All dies passt in die wirtschaftliche und soziale Entwicklung der letzten 300 Jahre, in denen durchwegs und in zunehmendem Maße der Gewinn einiger weniger von den Apologeten und Klaqueuren des Wirtschaftsliberalismus stets als ein Fortschritt für alle verkauft werden will.
Nun dürfte gewiss sein, dass Lockes Theorie begrifflich unbestimmt und als Rechtstheorie inkonsequent ist. Gerade aus dieser Unvollkommenheit bezieht sie aber ihre ideologische Wirkung – und eben darauf beruht auch ihre ganze eigentümliche Leistung und ihre über den unmittelbaren historisch-sozialen Kontext hinausreichende, bis heute in vielfach wechselnden politisch-sozialen Konstellationen bestätigte Bedeutung, und zwar als Theorie der politisch-ideologischen Erfordernisse einer bürgerlich-kapitalistischen Gesellschaft.
Die Widersprüche in Lockes Konzeption des Naturrechts, des Naturzustandes, des Rechts auf private Aneignung und seiner Staatstheorie werden nur verständlich als Elemente einer ideologischen Argumentation, in der es nicht auf theoretisch-logische Konsistenz, sondern auf suggestive Überzeugung ankommt, dem der partielle Wahrheitsgehalt dieser Elemente vorzüglich dient.
Locke hat mit seinem Weltanschauungstraktat das Kunststück zuwege gebracht, für die nächsten Jahrhunderte jene „irreale Gegenständlichkeit der Staatsverfassung“ (Husserl) zu fundieren, von der bis heute das konservative Allerweltsgerede zehrt.
Die damit nicht nur von Locke, sondern von einer ganzen Heerschar von Nachfolgern erzeugten Illusionen und Erwartungen an das aus dem unbekämpften und unkritisierbaren Privateigentum resultierende individuelle und gesellschaftliche Heil lassen es heute als nahezu verrückt erscheinen, was doch aus vielerlei Gründen naheliegt: das System unbeschränkter und unbeschränkbarer privater Aneignung endlich zu überwinden.

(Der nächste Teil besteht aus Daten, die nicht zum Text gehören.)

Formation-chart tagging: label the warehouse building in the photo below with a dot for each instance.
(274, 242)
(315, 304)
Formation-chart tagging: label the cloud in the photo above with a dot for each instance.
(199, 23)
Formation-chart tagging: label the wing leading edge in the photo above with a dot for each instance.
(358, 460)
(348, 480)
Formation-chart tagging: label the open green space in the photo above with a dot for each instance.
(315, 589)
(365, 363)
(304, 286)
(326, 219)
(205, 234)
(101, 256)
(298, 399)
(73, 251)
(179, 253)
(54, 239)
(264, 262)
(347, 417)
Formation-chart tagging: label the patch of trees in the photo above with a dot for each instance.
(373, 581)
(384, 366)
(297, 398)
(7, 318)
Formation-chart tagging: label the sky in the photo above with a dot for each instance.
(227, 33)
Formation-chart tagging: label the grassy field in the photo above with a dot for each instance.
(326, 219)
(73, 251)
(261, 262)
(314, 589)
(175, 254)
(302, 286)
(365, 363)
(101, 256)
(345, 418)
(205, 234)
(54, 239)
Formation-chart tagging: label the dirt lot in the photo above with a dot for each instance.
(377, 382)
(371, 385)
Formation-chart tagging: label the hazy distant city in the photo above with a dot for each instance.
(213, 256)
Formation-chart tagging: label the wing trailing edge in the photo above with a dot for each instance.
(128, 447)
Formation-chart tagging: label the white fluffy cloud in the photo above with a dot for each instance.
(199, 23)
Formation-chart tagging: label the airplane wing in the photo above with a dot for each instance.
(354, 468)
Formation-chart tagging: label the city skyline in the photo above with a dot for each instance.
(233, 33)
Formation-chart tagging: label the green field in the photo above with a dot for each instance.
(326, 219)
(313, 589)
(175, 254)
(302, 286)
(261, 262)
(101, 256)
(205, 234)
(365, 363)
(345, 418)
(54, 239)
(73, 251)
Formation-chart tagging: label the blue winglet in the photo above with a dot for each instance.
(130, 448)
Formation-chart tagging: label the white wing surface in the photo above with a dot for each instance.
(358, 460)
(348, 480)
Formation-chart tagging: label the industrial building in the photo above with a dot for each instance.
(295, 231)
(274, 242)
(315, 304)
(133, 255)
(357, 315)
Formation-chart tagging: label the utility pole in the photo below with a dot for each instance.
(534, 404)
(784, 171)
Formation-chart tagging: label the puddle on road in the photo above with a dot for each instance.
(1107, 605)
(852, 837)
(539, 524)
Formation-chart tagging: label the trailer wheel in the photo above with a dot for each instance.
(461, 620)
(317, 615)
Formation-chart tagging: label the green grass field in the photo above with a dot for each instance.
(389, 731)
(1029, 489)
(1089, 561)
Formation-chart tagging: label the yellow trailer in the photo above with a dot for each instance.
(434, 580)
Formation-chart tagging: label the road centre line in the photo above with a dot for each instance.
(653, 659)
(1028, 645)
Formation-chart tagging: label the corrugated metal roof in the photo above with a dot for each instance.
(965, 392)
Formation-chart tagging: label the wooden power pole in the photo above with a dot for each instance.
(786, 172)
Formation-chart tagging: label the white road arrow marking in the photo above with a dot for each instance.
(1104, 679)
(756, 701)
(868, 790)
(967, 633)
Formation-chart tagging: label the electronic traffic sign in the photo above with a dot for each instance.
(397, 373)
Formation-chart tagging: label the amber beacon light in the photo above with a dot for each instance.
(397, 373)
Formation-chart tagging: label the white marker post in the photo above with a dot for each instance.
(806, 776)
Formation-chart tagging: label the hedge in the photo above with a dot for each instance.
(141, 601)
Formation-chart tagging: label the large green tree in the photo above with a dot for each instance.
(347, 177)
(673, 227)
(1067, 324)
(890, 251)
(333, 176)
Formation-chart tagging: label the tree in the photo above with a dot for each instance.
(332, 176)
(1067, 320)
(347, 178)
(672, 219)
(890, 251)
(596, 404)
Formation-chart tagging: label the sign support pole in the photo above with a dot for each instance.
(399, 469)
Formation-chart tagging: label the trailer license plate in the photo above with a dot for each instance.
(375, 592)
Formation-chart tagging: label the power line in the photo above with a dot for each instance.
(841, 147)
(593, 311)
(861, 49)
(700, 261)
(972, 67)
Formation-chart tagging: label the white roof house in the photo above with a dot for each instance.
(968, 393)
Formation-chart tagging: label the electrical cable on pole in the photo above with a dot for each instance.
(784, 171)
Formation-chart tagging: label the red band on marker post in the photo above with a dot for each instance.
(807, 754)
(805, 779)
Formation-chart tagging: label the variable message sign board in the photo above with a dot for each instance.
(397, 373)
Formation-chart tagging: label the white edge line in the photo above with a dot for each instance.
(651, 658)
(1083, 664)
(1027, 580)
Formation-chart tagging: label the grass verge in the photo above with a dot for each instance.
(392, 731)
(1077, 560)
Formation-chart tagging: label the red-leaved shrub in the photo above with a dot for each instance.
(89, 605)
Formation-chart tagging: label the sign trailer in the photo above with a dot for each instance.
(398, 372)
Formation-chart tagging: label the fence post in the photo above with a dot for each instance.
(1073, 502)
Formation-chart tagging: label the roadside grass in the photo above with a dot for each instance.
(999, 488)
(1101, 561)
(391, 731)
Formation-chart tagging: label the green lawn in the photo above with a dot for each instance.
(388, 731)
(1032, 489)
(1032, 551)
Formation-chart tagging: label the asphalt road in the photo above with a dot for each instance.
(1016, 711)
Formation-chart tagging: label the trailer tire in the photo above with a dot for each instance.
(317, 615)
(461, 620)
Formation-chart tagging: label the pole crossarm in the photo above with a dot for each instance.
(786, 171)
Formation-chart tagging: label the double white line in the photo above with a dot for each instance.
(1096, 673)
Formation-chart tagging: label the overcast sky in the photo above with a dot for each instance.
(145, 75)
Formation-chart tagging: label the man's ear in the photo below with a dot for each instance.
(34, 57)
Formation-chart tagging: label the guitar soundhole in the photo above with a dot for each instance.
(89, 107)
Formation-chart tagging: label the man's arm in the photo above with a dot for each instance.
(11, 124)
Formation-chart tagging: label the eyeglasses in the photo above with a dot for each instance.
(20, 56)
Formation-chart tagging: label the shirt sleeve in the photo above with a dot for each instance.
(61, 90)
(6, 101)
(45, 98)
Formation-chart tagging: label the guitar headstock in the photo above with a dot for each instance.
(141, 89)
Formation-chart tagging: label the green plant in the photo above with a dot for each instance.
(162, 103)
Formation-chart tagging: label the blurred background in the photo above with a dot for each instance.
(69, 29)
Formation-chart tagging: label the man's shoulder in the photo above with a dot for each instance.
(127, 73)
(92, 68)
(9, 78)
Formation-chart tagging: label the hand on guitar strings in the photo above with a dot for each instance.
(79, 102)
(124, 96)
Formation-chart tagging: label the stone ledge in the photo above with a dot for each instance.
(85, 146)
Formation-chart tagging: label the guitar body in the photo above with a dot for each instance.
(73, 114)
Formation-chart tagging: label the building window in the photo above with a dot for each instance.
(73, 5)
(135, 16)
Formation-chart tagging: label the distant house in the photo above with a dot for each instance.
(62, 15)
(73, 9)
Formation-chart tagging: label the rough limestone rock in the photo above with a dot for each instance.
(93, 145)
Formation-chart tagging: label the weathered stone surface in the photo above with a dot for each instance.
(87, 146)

Locke war ein begnadeter Synthetisierer. Er verdeckte die Widersprüche zwischen den Ideen, die er zusammenbrachte, und gewann damit breite Akzeptanz für seinen wissenschaftlich-materialistischen Ansatz. Aus demselben Grunde aber divergierten die Anhänger Lockes in solche von rechts und von links bis heute, je nachdem, ob sie die eine oder andere Seite des Kompromisses betonten: entweder das unbeschränkte Eigentumsrecht oder die Herkunft solcher Rechte aus der Arbeit.
Locke kann „groß“ genannt werden, weil er die Hauptsache kapitalistischer Vergesellschaftung zu seinem hervorragenden Thema gemacht hat.